Trading conditions in the Turkish market have failed to live up to
expectations. Long product producers had forecast stronger sales
volumes in the post-Eid period, and adjusted their domestic quotations
accordingly. The upward movement covered the additional purchasing cost
of ferrous scrap and billet. Flat products steelmakers have also
reported similar trends. Ex-works prices are firm and may rise further
if supply remains tight. Erdemir is planning to re-start its plate mill
in October.
The Indian steel industry has begun to lay the ground work for the
festival season and the resumption of construction activity. The majors
issued a price hike in early September. The adjustment was blamed on
escalating production costs. However, their customers are not in a
strong position to absorb their new figures. Re-rollers have passed on
the additional costs. Traders are now starting to rebuild inventories.
Purchasing activity in the United Arab Emirates has been dull.

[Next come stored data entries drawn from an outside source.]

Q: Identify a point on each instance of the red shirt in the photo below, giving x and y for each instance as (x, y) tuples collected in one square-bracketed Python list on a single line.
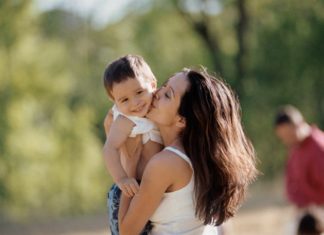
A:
[(305, 171)]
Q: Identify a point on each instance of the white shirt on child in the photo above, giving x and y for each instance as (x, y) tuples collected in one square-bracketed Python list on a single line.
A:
[(142, 126)]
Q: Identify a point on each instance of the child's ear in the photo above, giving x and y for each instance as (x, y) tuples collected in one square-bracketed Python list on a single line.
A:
[(154, 84), (181, 122)]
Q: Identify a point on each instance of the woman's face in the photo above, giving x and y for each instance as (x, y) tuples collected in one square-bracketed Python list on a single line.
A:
[(165, 105)]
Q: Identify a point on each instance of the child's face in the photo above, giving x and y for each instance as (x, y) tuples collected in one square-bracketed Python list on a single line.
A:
[(133, 96)]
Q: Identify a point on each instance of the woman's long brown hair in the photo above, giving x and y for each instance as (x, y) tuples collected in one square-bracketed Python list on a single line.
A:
[(223, 158)]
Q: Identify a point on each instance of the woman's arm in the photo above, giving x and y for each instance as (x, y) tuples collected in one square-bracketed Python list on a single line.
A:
[(135, 212)]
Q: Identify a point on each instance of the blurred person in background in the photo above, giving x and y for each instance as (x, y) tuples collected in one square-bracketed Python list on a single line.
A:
[(304, 176), (309, 225)]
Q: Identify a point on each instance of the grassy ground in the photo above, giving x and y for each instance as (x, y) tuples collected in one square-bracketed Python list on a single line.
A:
[(265, 212)]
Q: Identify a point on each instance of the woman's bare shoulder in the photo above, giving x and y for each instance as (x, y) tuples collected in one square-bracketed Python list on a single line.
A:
[(165, 161)]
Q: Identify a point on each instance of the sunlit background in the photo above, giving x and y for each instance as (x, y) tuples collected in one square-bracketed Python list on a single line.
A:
[(52, 101)]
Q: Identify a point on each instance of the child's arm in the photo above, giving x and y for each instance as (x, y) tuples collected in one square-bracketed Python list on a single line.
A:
[(117, 135)]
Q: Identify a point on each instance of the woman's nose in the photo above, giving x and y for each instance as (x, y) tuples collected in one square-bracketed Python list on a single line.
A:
[(156, 94)]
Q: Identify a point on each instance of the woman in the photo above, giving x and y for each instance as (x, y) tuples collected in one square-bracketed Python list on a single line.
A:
[(201, 177)]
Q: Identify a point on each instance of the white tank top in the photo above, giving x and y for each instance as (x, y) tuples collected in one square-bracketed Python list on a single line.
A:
[(176, 212), (142, 126)]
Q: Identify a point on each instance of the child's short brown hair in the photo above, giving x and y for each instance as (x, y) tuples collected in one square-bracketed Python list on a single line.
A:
[(129, 66)]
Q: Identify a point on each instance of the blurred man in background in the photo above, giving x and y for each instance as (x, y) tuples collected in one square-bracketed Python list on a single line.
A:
[(305, 165)]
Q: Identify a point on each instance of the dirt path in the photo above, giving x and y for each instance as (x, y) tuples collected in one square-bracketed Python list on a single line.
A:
[(265, 213)]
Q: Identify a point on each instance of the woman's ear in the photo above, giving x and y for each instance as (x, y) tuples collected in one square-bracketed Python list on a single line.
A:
[(181, 122)]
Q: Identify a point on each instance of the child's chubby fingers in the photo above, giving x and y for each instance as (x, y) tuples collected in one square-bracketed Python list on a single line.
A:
[(126, 191), (134, 187)]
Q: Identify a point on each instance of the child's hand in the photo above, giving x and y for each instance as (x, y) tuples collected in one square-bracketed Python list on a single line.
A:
[(107, 122), (128, 186)]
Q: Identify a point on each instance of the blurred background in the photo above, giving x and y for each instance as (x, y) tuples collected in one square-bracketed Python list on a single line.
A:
[(52, 100)]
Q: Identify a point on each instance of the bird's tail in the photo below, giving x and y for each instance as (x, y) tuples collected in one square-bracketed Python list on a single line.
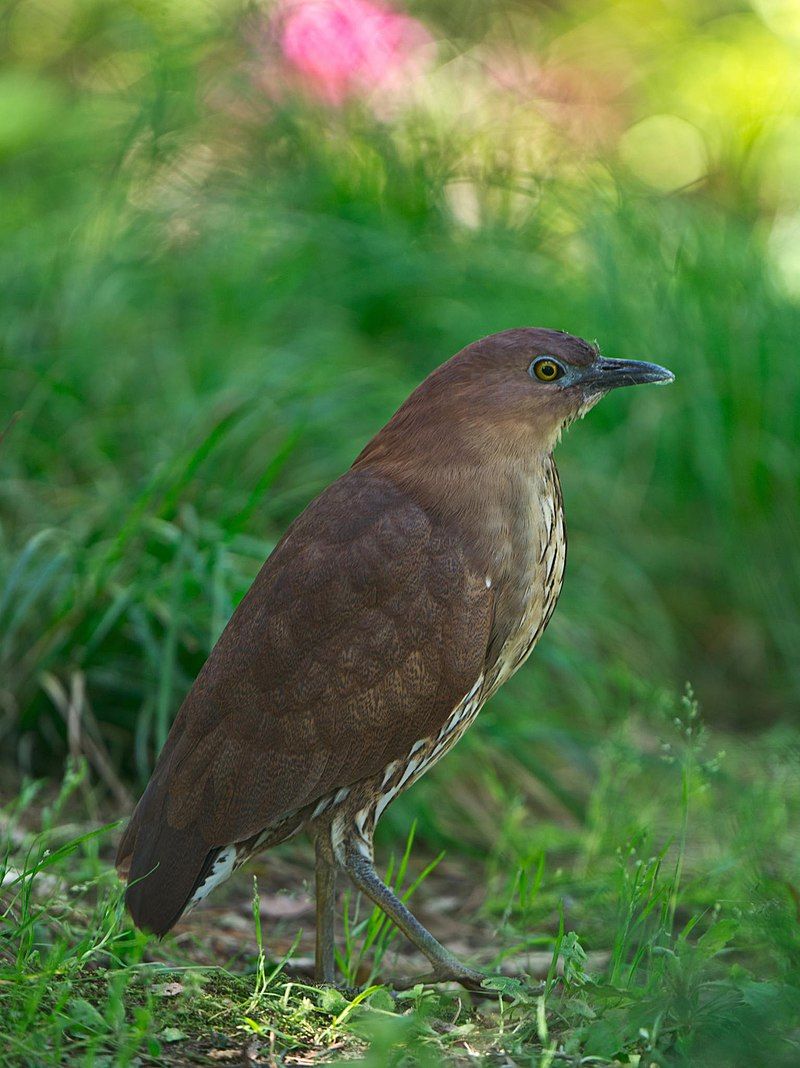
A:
[(165, 866)]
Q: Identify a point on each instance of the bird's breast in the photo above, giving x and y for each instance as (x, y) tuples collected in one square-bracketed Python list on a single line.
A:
[(530, 566)]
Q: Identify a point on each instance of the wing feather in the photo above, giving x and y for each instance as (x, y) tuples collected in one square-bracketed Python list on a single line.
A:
[(359, 635)]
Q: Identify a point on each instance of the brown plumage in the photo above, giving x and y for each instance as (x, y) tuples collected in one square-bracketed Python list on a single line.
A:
[(391, 609)]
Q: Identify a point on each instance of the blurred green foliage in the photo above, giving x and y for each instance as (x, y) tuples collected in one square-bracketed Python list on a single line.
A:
[(214, 292)]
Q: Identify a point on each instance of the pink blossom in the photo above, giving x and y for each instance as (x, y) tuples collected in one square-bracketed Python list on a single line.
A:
[(346, 48)]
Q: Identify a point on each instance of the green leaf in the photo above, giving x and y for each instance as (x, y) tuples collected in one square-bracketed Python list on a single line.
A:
[(717, 937)]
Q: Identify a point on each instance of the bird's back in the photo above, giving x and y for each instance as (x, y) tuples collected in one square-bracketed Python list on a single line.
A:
[(360, 634)]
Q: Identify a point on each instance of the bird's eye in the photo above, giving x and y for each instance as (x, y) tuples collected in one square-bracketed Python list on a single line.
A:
[(546, 370)]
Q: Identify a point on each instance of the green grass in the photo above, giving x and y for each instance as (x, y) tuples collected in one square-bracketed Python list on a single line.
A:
[(207, 304), (668, 920)]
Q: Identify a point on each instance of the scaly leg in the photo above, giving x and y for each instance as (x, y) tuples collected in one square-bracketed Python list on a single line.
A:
[(325, 969), (446, 968)]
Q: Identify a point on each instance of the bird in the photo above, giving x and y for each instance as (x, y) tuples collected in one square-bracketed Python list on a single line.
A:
[(392, 608)]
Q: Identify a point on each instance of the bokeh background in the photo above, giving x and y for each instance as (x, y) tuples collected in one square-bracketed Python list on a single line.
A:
[(234, 238)]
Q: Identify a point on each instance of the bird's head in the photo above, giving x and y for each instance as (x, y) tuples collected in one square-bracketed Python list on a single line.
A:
[(537, 380), (511, 393)]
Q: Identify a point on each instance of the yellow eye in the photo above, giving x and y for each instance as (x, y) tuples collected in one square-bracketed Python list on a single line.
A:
[(547, 370)]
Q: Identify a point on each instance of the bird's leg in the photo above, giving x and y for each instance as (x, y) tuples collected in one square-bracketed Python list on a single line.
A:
[(446, 968), (326, 901)]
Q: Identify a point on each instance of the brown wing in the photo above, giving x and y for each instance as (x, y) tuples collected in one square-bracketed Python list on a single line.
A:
[(359, 635)]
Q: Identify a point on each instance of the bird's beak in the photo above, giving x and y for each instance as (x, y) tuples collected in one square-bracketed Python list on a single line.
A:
[(606, 374)]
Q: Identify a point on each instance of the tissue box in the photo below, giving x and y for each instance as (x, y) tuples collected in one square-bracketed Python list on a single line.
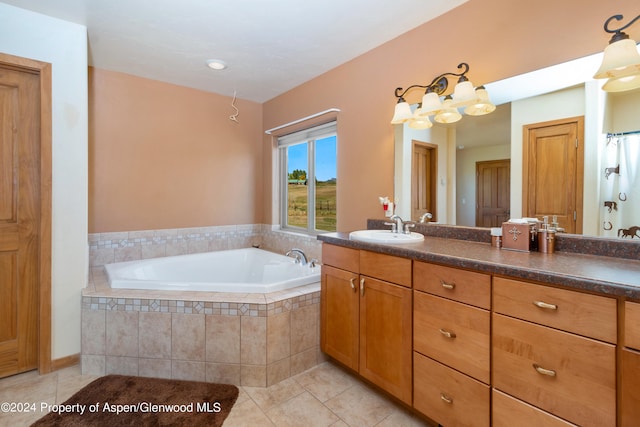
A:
[(518, 237)]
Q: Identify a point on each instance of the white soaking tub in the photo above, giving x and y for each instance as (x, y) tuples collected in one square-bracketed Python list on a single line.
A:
[(248, 270)]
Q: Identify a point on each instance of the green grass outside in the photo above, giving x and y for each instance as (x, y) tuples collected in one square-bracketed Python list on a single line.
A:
[(325, 206)]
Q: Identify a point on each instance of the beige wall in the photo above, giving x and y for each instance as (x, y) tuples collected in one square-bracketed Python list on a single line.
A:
[(163, 156), (166, 156), (498, 38)]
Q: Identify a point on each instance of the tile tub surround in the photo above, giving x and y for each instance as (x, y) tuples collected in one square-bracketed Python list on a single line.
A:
[(243, 339), (107, 248)]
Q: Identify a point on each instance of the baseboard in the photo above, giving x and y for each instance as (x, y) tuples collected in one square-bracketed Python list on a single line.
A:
[(65, 362)]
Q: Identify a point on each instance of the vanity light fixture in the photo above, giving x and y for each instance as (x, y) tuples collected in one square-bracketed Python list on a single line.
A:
[(475, 102), (621, 60)]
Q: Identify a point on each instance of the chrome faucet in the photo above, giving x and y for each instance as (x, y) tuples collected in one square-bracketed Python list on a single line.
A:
[(397, 224), (298, 254), (425, 216)]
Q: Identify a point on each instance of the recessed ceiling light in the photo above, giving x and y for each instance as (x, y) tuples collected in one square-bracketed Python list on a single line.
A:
[(216, 64)]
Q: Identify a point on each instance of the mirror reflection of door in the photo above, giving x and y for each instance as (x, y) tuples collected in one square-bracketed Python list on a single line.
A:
[(424, 162), (553, 169), (493, 192)]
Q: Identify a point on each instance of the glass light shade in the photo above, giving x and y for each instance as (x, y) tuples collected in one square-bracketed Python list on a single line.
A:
[(420, 123), (448, 114), (620, 59), (463, 94), (621, 84), (402, 113), (430, 104), (482, 104)]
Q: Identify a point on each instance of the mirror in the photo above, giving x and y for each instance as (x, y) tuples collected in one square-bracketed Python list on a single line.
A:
[(562, 91)]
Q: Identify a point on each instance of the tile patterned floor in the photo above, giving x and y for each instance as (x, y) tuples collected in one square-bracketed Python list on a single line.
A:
[(322, 396)]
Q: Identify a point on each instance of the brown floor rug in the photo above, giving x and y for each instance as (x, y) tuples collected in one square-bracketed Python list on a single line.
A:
[(117, 400)]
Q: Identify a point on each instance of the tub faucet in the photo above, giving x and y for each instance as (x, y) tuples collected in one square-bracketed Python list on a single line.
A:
[(397, 224), (425, 216), (298, 254)]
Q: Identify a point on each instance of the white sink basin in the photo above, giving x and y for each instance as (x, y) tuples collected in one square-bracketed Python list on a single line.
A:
[(385, 236)]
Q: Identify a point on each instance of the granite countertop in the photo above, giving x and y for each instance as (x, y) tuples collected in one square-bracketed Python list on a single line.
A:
[(600, 274)]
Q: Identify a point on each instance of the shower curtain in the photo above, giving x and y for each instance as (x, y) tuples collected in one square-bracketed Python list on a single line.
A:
[(620, 186)]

Construction companies in the Gulf State are only buying small bundles
of material. Booking activity in August, however, was stronger than
expected. The post-Eid market conditions have not deterred foreign
suppliers from lifting their quotations. Several traders are concerned
that the erratic “stop-start” buying activity witnessed this year could
linger on into 2011. Local stockists are not expected to make any big
purchases in the next few months.
Trading conditions in South Africa have shown little sign of
improvement. Procurement by the manufacturing sector has remained
lethargic. The construction sector has been held up by weak economic
fundamentals. Local distributors have found it difficult to manage
their inventories. Restocking is limited due to the sporadic nature of
purchasing activity. ArcelorMittal South Africa (AMSA) kept its prices
for flat and long steel products unchanged in September.
Brazilian producers are now actively trying to discourage the
importation of steel material. The inflow has been rising on a near
monthly basis in 2010. Majors have lowered their flat product selling
figures to distributors. The reduction is unlikely to be passed on to
end-users. Most stockists are holding inventory that was procured three
months ago at higher prices. There are also concerns that the market is
oversupplied. The uncertainty has led to several buyers moving to the
sidelines.
Production levels have continued to linger below pre-crisis levels in
Mexico. Shipments to the construction and heavy manufacturing sectors
have not dramatically improved. This is mainly due to inventories being
above ideal levels. Local steelmakers and distributors have responded
with lower selling figures for some products.